When I introduce people to MIAD, I assume that that’s their preconceived notion: it’s private, it’s non-profit, it’s independent, it has a high published tuition. What people don’t realize is that 44 percent of our students are Pell-eligible, which means they come from lower-income backgrounds. So we have a fairly high level of need, and we work very hard to meet that need. About 25 percent of our students are first generation. And this year, 38 percent of the incoming students identify as people of color.
A college education moves one up and out. To me that’s central to the mission of this school. And when I look at the demographics of the students that we attract, that’s what I think of. We’re one of the top three art schools in the country when it comes to moving graduates from low-income backgrounds to upper-middle-class jobs.
What about the stereotype that art school graduates struggle to find work?

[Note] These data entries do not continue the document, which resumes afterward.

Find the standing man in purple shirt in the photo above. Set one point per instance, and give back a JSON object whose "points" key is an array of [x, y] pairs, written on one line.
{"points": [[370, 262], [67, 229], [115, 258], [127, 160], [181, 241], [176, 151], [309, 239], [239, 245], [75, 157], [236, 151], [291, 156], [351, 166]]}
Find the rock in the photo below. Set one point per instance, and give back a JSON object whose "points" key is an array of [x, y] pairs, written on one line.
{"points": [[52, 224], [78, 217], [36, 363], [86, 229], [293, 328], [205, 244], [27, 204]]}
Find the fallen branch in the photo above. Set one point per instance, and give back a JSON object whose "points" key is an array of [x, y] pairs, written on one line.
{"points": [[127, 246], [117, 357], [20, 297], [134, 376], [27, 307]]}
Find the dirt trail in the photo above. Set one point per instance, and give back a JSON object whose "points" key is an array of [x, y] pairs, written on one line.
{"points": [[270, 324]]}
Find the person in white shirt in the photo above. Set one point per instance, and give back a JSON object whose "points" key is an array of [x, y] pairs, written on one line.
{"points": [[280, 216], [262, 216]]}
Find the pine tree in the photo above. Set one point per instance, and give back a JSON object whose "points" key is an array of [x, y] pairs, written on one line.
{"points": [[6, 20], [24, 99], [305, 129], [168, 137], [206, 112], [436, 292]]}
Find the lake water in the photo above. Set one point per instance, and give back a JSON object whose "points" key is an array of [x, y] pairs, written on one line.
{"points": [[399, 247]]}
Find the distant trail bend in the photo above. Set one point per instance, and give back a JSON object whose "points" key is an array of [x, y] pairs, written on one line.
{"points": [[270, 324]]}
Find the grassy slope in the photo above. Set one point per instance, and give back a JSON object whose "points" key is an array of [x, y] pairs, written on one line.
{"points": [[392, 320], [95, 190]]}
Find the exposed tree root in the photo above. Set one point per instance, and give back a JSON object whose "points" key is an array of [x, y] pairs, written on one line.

I’ve worked since I was 12. Initially I worked in my parents’ gas station pumping gas. When I turned 16 and could legally work elsewhere I spent a short stint working at a drugstore in town, then I got a job at our local newspaper as a darkroom technician, and eventually as a photographer. From that moment on, I’ve never worked outside of the arts, and I’ve never been unemployed. So personally I’ve also felt that, if one really wants to pursue a career in the arts, it’s always possible to pave a pathway.And when I look at our students and our local creative economy, I see MIAD graduates everywhere. Of the top eight advertising firms in Milwaukee, I believe that 100% of them have MIAD alums. And we’re well represented in the fine arts scene in this city too – Var Gallery was founded by MIAD grads, for instance. We’re a vital part of the creative economy and the creative life of the city.
You maintain an active art practice yourself. What are you working on now?

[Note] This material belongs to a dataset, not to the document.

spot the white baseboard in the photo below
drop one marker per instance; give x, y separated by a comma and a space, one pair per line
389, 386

I definitely try to remain active in the studio. I have three studios at home. One is a letterpress print shop where I make artist’s books. Another is a paper-making studio; once a year I invite a group of people from around the country to join me in the studio, and we spend about a week working intensely on making paper – we produce enough to last each of us the rest of the year. And I have a third studio devoted to drawing and painting.
When I was a faculty member I could produce an artist’s book once a year or so. Now I’m producing one about every four years. But I never want to give the work up entirely.
What do you think of the sentiment that art can’t be taught?
I completely disagree with that sentiment. If art can’t be taught then what we do is a lie, because we’ve built an entire curriculum around teaching people how to approach the fundamentals of art- and design-making, and I just don’t think that’s true. I would say that about 98% of art and design is teachable. There is a tiny sliver, 2% or so, that’s something else: a drive to create or a unique, idiosyncratic way of thinking. But I know from the years I’ve spent teaching that students, almost across the board, improve dramatically from the first day of any given semester to the last day.
What do you think drives people to make art?
I believe, as an artist, that I’m having a conversation with history. If I decide to do a Saint Sebastian painting, I know that artists have been depicting that subject for centuries, and I can look at their work and ask myself whether, and how, I can bring something new to that conversation. Art can only exist as part of a conversation. In my mind, if I were to hide all of my work away from the world, it wouldn’t be art.
What do you want people in Milwaukee to know about MIAD?
We’re open to the public. We have two galleries that mount beautiful, thoughtful exhibitions that add to the community conversation. And the exhibitions are free.
Also, we’re in the early stages of developing an innovation center that’s going to be very outward-facing. It’s designed to fill three needs. It’ll help our students understand and harness the value of intellectual property. It’ll also be a place to partner with organizations around the community to help them satisfy their design needs. And for the broader public, we’re going to present a lot of information on how to succeed in art and design.